The US Food and Drug Administration has assigned a fast track designation to a new CAR-T cancer treatment for multiple myeloma patients.

The designation comes after two other CAR-T treatments received Food and Drug Administration (FDA) approval for use in patients earlier this year.

This latest designation will give Allogene Therapeutics’ allogeneic CAR-T treatment, ALLO-605, an accelerated development and review pathway.

FDA fast track designations are granted to drugs which could prevent or cure life-threatening illnesses where no treatment currently exists, or where new ones being developed represent a better solution.

Big year for CAR-T

ALLO-605’s fast track designation is the latest in a series of FDA decisions which are making it easier for CAR-T treatments to reach patients.,

In March, the FDA approved Abecma – also used to treat multiple myeloma – for use in patients that other treatments haven’t helped or who have suffered after the cancer returned.
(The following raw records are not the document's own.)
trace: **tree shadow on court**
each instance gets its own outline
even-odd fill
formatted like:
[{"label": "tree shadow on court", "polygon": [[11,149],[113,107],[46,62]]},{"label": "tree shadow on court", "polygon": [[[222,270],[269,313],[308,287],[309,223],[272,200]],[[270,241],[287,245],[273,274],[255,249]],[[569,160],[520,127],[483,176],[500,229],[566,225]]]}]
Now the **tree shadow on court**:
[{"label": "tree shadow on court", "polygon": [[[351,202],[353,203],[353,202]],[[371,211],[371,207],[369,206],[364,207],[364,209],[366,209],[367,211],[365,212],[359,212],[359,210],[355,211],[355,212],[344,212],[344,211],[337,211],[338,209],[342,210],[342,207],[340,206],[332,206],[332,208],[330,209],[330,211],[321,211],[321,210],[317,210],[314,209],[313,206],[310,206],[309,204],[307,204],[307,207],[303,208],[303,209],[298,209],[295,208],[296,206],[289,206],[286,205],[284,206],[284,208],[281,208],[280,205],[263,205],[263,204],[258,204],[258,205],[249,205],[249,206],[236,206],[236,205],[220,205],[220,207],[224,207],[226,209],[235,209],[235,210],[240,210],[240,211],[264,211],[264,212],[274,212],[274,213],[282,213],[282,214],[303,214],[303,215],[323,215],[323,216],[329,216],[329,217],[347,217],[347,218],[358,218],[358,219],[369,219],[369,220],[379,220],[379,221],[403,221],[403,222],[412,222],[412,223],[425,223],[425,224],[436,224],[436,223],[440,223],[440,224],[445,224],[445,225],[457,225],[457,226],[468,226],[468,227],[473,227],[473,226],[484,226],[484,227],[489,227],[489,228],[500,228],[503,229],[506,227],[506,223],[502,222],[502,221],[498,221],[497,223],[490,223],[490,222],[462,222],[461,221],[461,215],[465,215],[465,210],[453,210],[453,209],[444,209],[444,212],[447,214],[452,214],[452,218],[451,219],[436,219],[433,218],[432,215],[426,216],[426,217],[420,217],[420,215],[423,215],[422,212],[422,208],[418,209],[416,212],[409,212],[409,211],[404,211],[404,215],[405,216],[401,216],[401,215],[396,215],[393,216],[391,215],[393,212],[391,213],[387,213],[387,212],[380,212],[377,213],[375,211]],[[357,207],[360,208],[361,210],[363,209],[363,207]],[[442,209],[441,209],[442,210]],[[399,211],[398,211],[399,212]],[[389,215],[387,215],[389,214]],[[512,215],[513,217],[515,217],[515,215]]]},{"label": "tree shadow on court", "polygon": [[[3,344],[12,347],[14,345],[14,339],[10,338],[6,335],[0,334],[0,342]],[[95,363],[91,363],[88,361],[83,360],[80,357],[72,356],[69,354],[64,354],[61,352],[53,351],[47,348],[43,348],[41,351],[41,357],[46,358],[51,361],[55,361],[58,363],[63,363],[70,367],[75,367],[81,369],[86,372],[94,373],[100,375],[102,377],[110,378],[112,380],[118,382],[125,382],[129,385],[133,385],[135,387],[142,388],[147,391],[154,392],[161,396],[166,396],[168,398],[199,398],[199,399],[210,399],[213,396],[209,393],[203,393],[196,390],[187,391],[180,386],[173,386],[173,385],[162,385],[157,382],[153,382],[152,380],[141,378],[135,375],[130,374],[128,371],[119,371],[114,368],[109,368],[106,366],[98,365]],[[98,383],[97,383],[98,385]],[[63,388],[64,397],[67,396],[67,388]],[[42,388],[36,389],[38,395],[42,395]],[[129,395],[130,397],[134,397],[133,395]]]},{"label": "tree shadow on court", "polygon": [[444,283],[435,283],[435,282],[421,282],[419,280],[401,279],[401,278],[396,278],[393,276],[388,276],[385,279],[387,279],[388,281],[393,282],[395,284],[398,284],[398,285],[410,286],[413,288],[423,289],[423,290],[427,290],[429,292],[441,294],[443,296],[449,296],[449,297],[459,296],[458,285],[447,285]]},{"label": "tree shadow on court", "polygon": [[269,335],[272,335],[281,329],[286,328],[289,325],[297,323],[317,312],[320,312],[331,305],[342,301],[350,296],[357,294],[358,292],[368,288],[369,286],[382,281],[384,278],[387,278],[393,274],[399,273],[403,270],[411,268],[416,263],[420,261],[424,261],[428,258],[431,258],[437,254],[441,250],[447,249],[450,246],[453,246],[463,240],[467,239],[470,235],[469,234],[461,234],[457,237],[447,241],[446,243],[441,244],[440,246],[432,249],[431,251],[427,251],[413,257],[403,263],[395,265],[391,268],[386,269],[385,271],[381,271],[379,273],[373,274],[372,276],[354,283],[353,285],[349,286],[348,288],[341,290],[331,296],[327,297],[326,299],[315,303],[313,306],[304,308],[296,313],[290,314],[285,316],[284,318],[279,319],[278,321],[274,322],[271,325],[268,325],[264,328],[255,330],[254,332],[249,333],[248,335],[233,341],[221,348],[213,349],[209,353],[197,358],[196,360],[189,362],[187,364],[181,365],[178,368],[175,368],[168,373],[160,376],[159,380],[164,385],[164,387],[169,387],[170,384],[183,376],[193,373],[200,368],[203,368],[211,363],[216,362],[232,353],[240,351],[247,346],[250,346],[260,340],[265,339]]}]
Earlier, in February, Bristol Myers Squibb’s Breyanzi CAR-T drug was similarly approved for patients with certain types of blood cancers, known as B-Cell lymphomas.

Meanwhile China’s National Medical Products Administration (NMPA) recently permitted doctors to administer another CAR-T treatment, Yescarta.

This marks the first time a CAR-T treatment has received the seal of approval from Chinese authorities and is regarded as a milestone in the global adoption of the drugs.

Australia plays its part

As CAR-T treatments increasingly find their way to patients, Australian company Prescient Therapeutics is working to make them safer and give medical professionals more control over the treatments.

While traditional CAR-T therapies – created by genetically modifying a patient’s own immune cells to attack cancer – are effective, the current generation of drugs have a number of shortcomings.

For example, current generation CAR-T drugs can only attack one target at a time and medical practitioners will have no control over the level of cell activity once the drug is infused into a patient.

Prescient Therapeutics’ next generation OmniCAR platform however aims to enable doctors to tune CAR-T cell activity up or down to provide superior safety and control, as well as being able to redirect CAR-T cells to attack new targets.

Recent immunogenicity testing of the OmniCAR platform found its key binding components, known as SpyTag and SpyCatcher, are unlikely to cause unwanted immune responses in patients.

The company is currently working with the Peter MacCallum Cancer Centre to conduct further research on OmniCAR and progress its development.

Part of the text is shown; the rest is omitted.